Reputation: 546
I'm consuming the XML file from kafka topic .Can anyone tell me how to parse the XML into dataframe.
val df = sqlContext.read
.format("com.databricks.spark.xml")
//.option("rowTag","ns:header")
// .options(Map("rowTag"->"ntfyTrns:payloadHeader","rowTag"->"ns:header"))
.option("rowTag","ntfyTrnsDt:notifyTransactionDetailsReq")
.load("/home/ubuntu/SourceXML.xml")
df.show
df.printSchema()
df.select(col("ns:header.ns:captureSystem")).show()
I able to exact the information information from XML .I dont know how to pass or convert or load the RDD[String] from kafka topic to sql read API.
Thanks!
Upvotes: 0
Views: 1865
Reputation: 11
I am facing the same situation, doing some research I found that some people is using this method to convert the RDD to a DataFrame using the following code as shown here:
val wrapped = rdd.map(xml => s"""<a>$xml</a>""")

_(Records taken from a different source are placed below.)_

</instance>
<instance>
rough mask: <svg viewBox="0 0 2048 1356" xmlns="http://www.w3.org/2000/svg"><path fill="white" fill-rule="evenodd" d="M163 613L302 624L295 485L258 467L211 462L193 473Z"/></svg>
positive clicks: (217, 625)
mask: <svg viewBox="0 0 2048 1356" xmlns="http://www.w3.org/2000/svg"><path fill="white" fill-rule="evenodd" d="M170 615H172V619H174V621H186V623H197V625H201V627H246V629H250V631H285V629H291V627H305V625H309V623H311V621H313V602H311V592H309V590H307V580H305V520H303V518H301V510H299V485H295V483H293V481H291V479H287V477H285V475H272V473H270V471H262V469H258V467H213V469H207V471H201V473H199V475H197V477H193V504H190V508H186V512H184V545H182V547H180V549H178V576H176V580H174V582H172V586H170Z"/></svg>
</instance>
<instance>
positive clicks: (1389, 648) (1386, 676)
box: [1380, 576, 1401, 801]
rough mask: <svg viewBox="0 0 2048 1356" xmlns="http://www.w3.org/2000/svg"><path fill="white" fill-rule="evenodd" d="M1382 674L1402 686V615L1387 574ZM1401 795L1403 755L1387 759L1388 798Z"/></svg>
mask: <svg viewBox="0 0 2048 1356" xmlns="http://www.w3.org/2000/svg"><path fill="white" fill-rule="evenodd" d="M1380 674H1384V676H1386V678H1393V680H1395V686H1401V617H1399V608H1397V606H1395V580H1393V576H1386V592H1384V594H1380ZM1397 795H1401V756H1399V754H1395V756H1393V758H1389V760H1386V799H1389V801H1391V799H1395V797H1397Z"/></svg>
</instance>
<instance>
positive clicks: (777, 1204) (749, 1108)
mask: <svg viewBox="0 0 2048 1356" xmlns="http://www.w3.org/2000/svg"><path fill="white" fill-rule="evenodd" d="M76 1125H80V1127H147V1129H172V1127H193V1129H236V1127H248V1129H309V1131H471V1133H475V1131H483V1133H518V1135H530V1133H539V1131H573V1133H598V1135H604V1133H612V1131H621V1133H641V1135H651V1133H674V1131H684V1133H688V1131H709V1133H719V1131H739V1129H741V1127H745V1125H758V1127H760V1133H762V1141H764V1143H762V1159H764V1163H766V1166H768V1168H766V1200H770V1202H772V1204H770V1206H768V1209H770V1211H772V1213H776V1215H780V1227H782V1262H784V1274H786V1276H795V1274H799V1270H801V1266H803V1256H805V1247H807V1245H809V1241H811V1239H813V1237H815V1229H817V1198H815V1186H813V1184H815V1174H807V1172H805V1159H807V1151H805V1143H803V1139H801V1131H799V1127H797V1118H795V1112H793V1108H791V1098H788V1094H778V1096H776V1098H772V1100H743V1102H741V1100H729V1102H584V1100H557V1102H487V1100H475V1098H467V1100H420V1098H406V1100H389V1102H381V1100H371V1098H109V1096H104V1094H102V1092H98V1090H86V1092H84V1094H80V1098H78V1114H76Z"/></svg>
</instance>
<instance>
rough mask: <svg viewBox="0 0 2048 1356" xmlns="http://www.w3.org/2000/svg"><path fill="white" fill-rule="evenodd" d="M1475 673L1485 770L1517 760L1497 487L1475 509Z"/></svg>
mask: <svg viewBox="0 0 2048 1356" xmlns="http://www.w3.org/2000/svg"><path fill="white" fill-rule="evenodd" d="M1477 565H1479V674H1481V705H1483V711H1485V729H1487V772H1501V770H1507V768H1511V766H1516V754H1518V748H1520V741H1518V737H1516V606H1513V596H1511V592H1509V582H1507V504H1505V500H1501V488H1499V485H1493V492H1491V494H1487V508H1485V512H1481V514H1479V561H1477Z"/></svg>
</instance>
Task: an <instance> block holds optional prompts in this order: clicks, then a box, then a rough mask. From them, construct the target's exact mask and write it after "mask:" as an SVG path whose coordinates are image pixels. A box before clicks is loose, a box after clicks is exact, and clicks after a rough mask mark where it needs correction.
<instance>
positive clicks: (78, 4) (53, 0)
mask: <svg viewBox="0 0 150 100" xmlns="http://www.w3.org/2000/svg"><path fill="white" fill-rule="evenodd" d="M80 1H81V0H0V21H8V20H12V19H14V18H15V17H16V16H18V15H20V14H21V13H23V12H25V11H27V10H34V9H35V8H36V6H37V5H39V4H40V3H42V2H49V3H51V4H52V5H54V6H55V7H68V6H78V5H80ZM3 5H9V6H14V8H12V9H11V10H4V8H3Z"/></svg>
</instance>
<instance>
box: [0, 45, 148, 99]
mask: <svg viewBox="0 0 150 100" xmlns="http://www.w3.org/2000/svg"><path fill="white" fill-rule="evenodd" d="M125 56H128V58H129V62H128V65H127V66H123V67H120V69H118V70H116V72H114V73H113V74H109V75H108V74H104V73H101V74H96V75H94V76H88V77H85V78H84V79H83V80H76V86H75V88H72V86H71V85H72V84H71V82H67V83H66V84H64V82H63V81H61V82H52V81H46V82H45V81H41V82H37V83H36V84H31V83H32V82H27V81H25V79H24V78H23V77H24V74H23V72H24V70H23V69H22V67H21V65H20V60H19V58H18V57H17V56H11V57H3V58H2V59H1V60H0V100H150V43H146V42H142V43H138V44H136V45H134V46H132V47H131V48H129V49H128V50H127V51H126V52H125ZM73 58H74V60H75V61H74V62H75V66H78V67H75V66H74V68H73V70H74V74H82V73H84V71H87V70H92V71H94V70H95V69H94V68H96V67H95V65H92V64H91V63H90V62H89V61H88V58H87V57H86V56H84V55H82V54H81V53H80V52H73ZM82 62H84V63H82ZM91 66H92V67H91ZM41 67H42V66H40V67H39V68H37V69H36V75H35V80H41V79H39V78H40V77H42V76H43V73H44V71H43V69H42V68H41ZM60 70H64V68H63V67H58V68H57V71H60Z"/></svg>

val df = new XmlReader().xmlRdd(sqlContext, wrapped)
You just have to obtain the RDD from the DStream, I am doing this using pyspark
streamElement = ssc.textFileStream("s3n://your_path")
streamElement.foreachRDD(process)
where process method has the following structure, so you can do everything with your rdds
def process(time, rdd):
return value
Upvotes: 1